From my Aloysius Memoirs.. 1989-90
Eric Patrao was my math lecturer in Mangalore, and initially taught us Operations Research (OR) in my final year math. The entire class had flunked in our internal half year exams. Upon investigation by our then head of Math department, Upadhyaya, [i knew he was investigating because he asked me what was happening], we concluded that we needed a ‘strong nose to the grindstone’ teacher. Eric was good at explaining the theory, but when we came out of the class and tried to recall what he taught us, his anecdotes were the only thing most of us remembered. So the teacher got replaced. All this stressing was because of the impending final year math exam and graduation blues.
Kiran Hande (pronounced hunDay) the replacement, polished us in OR. To date, OR was one of the fun subjects that i learnt. Kiran had just graduated and come back to teach us, and would therefore blend with the students, in appearance. Only when he walked to the front of the class, did we realize that this was our lecturer..
He would start the class with “Take down this problem” and actually thrust 2 very long problems down our throats in 45 minutes, with 5-6 take home problems as well.

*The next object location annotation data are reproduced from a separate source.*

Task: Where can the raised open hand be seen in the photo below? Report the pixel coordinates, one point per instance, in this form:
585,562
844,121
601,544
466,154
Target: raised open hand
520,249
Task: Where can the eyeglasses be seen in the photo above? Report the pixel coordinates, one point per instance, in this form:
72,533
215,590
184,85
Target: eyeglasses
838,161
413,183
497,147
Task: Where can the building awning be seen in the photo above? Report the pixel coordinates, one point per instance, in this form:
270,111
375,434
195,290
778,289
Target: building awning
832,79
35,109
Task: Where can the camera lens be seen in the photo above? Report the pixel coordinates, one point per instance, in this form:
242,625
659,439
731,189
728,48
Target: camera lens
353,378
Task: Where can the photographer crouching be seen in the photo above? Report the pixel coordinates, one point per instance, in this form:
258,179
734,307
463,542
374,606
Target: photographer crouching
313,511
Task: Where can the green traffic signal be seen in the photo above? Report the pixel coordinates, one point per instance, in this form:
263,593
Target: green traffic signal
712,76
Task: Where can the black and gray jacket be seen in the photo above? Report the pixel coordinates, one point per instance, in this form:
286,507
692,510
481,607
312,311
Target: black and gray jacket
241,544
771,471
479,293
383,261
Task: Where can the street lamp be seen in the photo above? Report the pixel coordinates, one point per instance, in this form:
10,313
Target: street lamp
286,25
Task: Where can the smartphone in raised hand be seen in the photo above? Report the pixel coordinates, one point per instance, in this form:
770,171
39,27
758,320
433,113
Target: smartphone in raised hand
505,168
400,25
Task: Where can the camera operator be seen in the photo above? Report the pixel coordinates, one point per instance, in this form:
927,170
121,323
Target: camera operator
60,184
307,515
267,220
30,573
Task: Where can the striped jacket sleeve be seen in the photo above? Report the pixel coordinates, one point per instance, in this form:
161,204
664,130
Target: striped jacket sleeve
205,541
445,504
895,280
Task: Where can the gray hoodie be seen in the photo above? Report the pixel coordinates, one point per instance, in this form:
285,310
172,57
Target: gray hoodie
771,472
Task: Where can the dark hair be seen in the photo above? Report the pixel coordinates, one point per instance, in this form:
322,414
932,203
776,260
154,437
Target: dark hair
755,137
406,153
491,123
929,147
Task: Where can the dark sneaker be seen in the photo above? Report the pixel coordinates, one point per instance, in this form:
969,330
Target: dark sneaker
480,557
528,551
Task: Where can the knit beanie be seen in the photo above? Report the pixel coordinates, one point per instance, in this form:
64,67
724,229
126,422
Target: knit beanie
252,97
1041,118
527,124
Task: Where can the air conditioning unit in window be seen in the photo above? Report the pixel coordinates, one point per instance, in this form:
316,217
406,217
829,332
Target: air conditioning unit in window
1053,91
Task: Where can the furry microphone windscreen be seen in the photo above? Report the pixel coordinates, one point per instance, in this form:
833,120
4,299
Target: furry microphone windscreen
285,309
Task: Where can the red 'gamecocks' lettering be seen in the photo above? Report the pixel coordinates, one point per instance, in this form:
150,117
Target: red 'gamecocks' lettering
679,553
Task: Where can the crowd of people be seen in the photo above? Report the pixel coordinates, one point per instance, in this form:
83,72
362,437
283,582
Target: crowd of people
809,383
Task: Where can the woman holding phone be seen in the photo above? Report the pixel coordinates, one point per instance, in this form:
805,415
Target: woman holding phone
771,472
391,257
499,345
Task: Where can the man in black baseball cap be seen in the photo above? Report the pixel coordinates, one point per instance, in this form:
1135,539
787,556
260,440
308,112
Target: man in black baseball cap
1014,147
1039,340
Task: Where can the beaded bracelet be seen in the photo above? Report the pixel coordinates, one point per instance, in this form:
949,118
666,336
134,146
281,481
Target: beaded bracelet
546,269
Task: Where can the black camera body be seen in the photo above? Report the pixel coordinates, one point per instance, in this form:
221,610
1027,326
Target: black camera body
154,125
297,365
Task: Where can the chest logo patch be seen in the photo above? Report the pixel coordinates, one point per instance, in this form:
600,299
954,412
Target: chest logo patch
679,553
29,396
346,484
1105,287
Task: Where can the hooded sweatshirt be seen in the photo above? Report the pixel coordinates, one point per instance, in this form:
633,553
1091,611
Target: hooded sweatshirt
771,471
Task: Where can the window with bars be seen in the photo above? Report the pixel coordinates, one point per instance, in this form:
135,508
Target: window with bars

All that drill and overloading instilled good confidence in the students, and translated to a decent performance in University exams.
For my American friends:
Under the University accredition and compliance system in India, all universities comply with UGC [University Grants Commission] which is a national level regulating body. Subject papers for all colleges under a certain university would be set by that particular university. Compliance also ensures certain funds via grants.
Lecturers from various umbrella colleges would be invited to set the Q paper, which is also considered prestigious for the individual. That is how accreditation used to work in India. (i do not claim current knowledge)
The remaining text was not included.